The deficiency letter has no immediate effect on the listing of the Company’s common stock, and its common stock will continue
to trade on The Nasdaq Capital Market under the symbol “PEV” at this time.
As
a result of this additional delinquency, the Company is required to regain compliance with all delinquent filings within 180 calendar
days from the due date of the Initial Delinquent Filing, or November 18, 2024. The Company must submit an update to its original plan
to regain compliance with respect to the filing requirements no later than September 3, 2024. The update must include the Company’s
plans to file its Form 10-Q for the quarterly period ended June 30, 2024 and indicate the progress the Company has made towards implementing
the plan submitted in connection with the Initial Delinquent Filing. If the Company’s plan to regain compliance is not accepted,
Nasdaq rules would permit the Company to appeal the decision to reject the Company’s proposed compliance plan to a Nasdaq Hearings
Panel.
The
Company is in the process of completing its Form 10-Q for the quarterly periods ended March 31, 2024 and June 30, 2024 and intends to
file such reports as soon as practicable.
This
announcement is made in compliance with Nasdaq Listing Rule 5810(b), which requires prompt disclosure of receipt of a deficiency notification.
About
Phoenix Motor Inc.
Phoenix
Motor, a pioneer in the electric vehicle (“EV”) industry, designs, builds, and integrates electric drive systems and manufactures
heavy duty transit buses and medium and light duty commercial EVs. Phoenix operates two primary brands, “Phoenix”, which
is focused on commercial products including heavy and medium duty EVs (transit buses, shuttle buses, school buses and delivery trucks,
among others) and “EdisonFuture”, which intends to offer light-duty EVs. Phoenix endeavors to be a leading designer, developer
and manufacturer of electric vehicles and electric vehicle technologies. To learn more, please visit: www.phoenixmotorcars.com.
Forward-Looking
Statements
Certain
information contained in this report consists of forward-looking statements within the meaning of the Private Securities Litigation Reform
Act of 1995 that involve risks, uncertainties and assumptions that are difficult to predict. Words such as “will,” “would,”
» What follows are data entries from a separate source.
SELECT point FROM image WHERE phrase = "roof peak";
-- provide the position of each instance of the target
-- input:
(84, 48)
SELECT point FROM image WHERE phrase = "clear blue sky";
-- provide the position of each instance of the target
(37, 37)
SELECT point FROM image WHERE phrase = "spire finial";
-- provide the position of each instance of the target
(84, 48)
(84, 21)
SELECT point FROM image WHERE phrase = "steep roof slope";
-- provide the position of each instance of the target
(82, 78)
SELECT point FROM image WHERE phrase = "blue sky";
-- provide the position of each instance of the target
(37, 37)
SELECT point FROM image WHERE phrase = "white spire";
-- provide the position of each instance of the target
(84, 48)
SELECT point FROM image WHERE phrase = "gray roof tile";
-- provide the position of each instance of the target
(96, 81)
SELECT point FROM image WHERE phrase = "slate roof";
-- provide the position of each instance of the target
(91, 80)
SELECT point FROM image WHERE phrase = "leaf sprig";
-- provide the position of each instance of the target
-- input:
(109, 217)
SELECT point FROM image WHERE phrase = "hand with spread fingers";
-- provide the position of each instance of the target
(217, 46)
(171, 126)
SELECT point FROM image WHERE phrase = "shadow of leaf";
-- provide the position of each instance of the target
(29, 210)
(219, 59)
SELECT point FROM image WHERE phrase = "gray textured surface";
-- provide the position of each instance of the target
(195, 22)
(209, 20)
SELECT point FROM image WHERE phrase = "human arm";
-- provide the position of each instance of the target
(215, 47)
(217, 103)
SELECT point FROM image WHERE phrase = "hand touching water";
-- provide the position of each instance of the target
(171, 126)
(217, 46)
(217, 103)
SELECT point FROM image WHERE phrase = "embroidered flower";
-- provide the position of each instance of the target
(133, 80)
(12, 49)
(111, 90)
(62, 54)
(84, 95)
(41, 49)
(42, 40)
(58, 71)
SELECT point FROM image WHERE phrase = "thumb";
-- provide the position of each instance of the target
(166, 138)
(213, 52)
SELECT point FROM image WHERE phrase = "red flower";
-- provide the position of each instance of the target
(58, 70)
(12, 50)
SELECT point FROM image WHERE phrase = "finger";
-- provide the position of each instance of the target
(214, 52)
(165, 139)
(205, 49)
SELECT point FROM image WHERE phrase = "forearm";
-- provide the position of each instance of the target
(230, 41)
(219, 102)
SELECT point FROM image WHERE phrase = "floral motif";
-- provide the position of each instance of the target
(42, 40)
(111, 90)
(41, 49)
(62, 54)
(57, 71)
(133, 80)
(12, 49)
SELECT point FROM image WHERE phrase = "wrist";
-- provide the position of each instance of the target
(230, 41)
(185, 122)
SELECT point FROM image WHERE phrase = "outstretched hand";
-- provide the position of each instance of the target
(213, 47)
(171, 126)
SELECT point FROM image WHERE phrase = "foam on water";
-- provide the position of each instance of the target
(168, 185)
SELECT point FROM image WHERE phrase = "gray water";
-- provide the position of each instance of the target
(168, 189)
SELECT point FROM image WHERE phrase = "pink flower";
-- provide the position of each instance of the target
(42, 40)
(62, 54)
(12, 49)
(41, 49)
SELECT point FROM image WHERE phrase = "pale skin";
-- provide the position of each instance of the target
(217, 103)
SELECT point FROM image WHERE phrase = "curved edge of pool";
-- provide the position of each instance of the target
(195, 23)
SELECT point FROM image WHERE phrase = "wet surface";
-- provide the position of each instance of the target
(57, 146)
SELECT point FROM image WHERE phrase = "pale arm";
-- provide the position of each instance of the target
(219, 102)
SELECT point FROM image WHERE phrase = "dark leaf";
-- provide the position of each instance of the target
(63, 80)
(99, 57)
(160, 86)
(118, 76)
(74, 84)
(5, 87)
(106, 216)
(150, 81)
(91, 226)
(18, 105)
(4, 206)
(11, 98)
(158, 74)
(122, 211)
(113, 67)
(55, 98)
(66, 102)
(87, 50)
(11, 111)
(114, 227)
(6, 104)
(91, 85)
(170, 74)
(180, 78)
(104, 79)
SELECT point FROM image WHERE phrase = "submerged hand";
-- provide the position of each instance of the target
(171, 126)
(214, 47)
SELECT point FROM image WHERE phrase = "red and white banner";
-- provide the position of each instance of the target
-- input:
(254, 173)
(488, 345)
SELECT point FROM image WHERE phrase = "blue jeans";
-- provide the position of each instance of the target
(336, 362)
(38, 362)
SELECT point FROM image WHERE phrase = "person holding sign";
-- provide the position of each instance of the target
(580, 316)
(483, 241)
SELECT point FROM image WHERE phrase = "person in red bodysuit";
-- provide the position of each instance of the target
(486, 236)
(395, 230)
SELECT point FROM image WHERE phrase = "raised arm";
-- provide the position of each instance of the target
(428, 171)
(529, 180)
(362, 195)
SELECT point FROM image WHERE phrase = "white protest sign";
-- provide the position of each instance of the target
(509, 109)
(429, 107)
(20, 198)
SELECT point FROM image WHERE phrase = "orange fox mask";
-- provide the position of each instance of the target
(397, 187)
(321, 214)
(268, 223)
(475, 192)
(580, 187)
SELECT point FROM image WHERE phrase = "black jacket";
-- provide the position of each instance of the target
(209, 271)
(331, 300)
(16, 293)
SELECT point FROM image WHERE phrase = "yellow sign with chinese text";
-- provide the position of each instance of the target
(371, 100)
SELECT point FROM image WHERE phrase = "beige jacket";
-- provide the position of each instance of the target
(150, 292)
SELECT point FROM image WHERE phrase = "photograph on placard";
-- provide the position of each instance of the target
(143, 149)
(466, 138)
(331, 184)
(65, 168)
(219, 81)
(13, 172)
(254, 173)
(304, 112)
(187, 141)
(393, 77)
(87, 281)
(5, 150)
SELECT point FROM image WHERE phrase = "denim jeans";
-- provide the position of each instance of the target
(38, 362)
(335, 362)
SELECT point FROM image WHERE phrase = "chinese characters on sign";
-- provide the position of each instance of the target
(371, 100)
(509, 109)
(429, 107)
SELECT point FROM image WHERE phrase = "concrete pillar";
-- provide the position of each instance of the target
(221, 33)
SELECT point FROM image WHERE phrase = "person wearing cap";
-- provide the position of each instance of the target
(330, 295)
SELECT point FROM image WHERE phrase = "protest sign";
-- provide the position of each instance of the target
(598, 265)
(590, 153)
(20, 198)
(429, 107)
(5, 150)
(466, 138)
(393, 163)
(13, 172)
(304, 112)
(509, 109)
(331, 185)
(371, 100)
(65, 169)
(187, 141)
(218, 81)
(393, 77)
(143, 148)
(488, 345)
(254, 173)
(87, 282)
“may,” “intends,” “potential,” and similar expressions, or the use of future tense, identify forward-looking
statements, but their absence does not mean that a statement is not forward-looking. Such forward-looking statements are not guarantees
of performance and actual actions or events could differ materially from those contained in such statements. For example, there can be
no assurance that Nasdaq will accept the Company’s plan to regain compliance, that the Company will regain compliance with the
Listing Rule during any compliance period or in the future, or otherwise meet Nasdaq continued listing standards, or that Nasdaq will
grant the Company any relief from delisting as necessary or that the Company can ultimately meet applicable Nasdaq requirements for any
such relief. For additional information about factors that could cause actual results to differ materially from those described in the
forward-looking statements, please refer to the Company’s filings with the SEC. The forward-looking statements contained in this
report speak only as of the date of this report and the Company undertakes no obligation to publicly update any forward-looking statements
to reflect changes in information, events or circumstances after the date of this report, unless required by law.